Dernier paramètre, le financement du reliquat : sur le cas type à Ploumagoar, le reste à charge d'un ménage très modeste ressort à 6 000 € après aide ANAH et prise en charge de l'accompagnement. Étalé sur quinze ans en éco-prêt à taux zéro, cela représente de l'ordre de 35 € par mois, à comparer aux 1 460 € d'économie annuelle attendue sur la facture d'énergie.
Ce que ces chiffres disent du potentiel : de l'ordre de 2 196 maisons individuelles, 266 diagnostics publiés pour 1 000 résidences principales, environ 1 829 logements occupés par leur propriétaire. Ce volume ne préjuge d'aucune éligibilité individuelle : il indique seulement où se concentrent, à Ploumagoar, les situations où le scénario décrit sur cette page a le plus de chances d'être pertinent.

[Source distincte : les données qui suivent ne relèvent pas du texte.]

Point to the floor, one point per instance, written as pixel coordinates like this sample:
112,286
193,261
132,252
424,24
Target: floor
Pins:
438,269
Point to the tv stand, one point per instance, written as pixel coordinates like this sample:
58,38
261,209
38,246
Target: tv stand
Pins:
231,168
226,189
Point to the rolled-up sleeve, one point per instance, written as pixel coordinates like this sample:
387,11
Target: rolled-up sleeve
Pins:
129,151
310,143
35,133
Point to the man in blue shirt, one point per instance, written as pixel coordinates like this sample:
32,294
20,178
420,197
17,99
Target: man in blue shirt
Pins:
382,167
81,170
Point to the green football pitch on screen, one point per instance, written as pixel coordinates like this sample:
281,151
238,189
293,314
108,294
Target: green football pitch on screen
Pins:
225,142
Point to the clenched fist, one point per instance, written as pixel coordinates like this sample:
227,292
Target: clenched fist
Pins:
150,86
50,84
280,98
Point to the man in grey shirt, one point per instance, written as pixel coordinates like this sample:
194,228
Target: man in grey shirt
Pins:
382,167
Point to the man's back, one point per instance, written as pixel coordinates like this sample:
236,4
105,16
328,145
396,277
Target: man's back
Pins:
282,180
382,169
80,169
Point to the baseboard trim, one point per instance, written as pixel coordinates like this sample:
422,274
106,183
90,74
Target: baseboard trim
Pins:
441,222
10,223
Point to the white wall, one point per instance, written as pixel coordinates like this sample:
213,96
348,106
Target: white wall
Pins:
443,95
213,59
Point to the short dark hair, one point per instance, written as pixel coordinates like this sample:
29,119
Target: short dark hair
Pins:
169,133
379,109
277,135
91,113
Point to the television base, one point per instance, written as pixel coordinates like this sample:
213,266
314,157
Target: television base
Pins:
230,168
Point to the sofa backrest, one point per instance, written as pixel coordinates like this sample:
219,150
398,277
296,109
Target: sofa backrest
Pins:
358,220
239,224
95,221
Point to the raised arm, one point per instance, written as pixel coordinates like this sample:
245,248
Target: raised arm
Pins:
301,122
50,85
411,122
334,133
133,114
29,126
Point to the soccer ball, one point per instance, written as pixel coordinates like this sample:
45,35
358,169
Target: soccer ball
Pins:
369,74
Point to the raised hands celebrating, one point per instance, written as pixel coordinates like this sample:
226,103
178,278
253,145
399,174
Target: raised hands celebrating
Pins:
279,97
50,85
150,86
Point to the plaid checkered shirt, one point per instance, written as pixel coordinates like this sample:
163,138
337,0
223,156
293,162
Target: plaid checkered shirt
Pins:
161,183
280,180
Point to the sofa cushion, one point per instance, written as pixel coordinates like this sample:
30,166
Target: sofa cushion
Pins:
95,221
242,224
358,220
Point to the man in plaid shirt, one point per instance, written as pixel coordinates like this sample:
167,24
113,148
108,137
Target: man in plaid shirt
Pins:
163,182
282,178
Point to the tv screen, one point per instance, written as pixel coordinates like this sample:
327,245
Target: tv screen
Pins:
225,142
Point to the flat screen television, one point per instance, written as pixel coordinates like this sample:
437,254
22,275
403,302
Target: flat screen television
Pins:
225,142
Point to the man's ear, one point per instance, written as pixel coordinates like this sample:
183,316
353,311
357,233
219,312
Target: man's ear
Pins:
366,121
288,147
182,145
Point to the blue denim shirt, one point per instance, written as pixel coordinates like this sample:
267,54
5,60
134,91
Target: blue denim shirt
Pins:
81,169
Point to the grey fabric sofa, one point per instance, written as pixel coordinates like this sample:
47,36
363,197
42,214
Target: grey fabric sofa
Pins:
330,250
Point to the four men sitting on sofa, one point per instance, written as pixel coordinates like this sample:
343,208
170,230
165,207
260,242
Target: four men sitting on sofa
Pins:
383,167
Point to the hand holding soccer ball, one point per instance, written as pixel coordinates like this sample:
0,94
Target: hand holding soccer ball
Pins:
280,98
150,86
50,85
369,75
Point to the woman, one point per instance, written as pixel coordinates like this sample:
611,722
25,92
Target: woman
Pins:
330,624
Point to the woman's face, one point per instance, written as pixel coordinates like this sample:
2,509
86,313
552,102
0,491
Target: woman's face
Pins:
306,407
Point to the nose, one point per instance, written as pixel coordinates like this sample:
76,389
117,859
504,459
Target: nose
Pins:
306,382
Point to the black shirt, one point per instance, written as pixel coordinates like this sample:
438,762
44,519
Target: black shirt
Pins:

L'écueil le plus coûteux reste un scénario dimensionné au ras du seuil, qui bascule d'une classe au contrôle. Sa reprise après coup coûte couramment 10 à 20 % du poste, soit 6 600 € à 13 200 € sur le chiffrage retenu à Ploumagoar — un montant qui n'est jamais couvert une seconde fois par l'aide, déjà consommée.
Énergie de chauffage en place : 46 % du parc reste au gaz ou au fioul à Ploumagoar, soit près de 1 099 logements. Ce point de départ conditionne l'ampleur du gain obtenu par un scénario de gain de classes, de deux à quatre, un logement déjà chauffé à l'électricité renouvelable ne dégageant pas la même marge de progression.
Fiscalité applicable : les travaux d'amélioration énergétique relèvent de la TVA à 5,5 % lorsqu'ils portent sur un logement achevé depuis plus de deux ans. Sur un scénario de gain de classes, de deux à quatre chiffré 66 000 € TTC à Ploumagoar, cela correspond à environ 3 441 € de taxe, contre le triple au taux normal.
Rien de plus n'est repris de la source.